The death of former Presidential candidate George McGovern caused a moment of reflection for me.
He was the recipient of my first Presidential vote. And even though he lost in a landslide — winning only one state and the District of Columbia — in the race against Richard Nixon, I never regretted the choice.
I liked his commitment to the greater good, social justice and principle, values that led him to become one of the greatest political leaders as a failed Presidential candidate in American history. He inspired a generation to service.
A wonderful tribute to McGovern appeared in Sunday's Washington Post. It was written by Bob Dole, another failed Presidential candidate, former fellow Senator and a person who worked diligently against him as a Republican leader in the 1972 campaign. The two bonded when reunited at the funeral of Nixon's wife, Pat. Dole asked McGovern what drove him to attend the funeral of the wife of the man who had defeated him in an election marred by "dirty tricks" — that led to Watergate and ultimately the resignation of Nixon and vice president Spiro Agnew. McGovern replied, "You can't go on campaigning forever."
McGovern was a good man who opposed the Vietnam War. Once desiring to be a Methodist minister, he said he grew to oppose war after fighting in one. In that disastrous 1972 campaign, he was a victim of circumstance, culture, going against the grain, bad tactics, the popularity of Nixon and being linked to a counter-culture that scared many.
He returned to his foundational principles devoted the rest of his life to eradicating hunger. Many children in the world are better off today because of him and Bob Dole.
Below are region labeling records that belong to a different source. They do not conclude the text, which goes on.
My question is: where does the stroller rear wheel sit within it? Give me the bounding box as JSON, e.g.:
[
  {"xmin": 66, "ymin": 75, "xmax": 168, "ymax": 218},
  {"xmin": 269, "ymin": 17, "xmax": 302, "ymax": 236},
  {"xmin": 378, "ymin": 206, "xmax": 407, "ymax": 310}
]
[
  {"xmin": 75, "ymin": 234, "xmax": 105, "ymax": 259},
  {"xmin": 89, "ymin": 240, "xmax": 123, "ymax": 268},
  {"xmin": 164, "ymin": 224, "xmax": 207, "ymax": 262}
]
Here is an excerpt from Dole's tribute:
“'You can’t keep on campaigning forever.'”"That classy remark was typical of George, a true gentleman who was one of the finest public servants I had the privilege to know.I am sure there are some who were surprised by the long friendship that George and I shared. After all, before his death this weekend at age 90, he was a proud and unapologetic liberal Democrat and I am a lifelong Republican. As chairman of the Republican Party, I did what I could to ensure the defeat of his 1972 run for the White House. When the election was over, however, George and I knew that we couldn’t keep on campaigning forever. We also knew that what we had in common was far more important than our different political philosophies.
"We would both come to understand that our most important commonality — the one that would unite us during and after our service on Capitol Hill — was our shared desire to eliminate hunger in this country and around the world. As colleagues in the 1970s on the Senate Hunger and Human Needs Committee, we worked together to reform the Food Stamp Program, expand the domestic school lunch program and establish the Special Supplemental Program for Women, Infants, and Children.
"We jointly proposed a program to provide poor children with meals at schools in countries throughout Africa, Asia, Latin America and Eastern Europe. In 2000, President Clinton authorized a two-year pilot program based on our proposal, and in 2002, Congress passed and President George W. Bush signed into law the McGovern-Dole International Food for Education and Child Nutrition Program. Since its inception, the program has provided meals to 22 million children in 41 countries.
"We agreed that the greatest of life’s blessings cannot be counted in electoral votes."
In the volatile political atmosphere of today, it's inspiring to note of the friendship developed by two men on opposite sides of the political aisle (both losers in Presidential elections), one an unapolgetic liberal, another a committed Republican, who built bridges and found common ground to help mankind and advance a solution to a serious world problem.
Some principles bigger than election results. Political "enemies" can become lifelong friends.
Both men shared a bedrock value of doing the best one could to serve things greater than themselves.
Sure, McGovern lost an election. But he maintained his core values and principles.
You can't campaign forever. But there are no finite limits on loving your neighbor.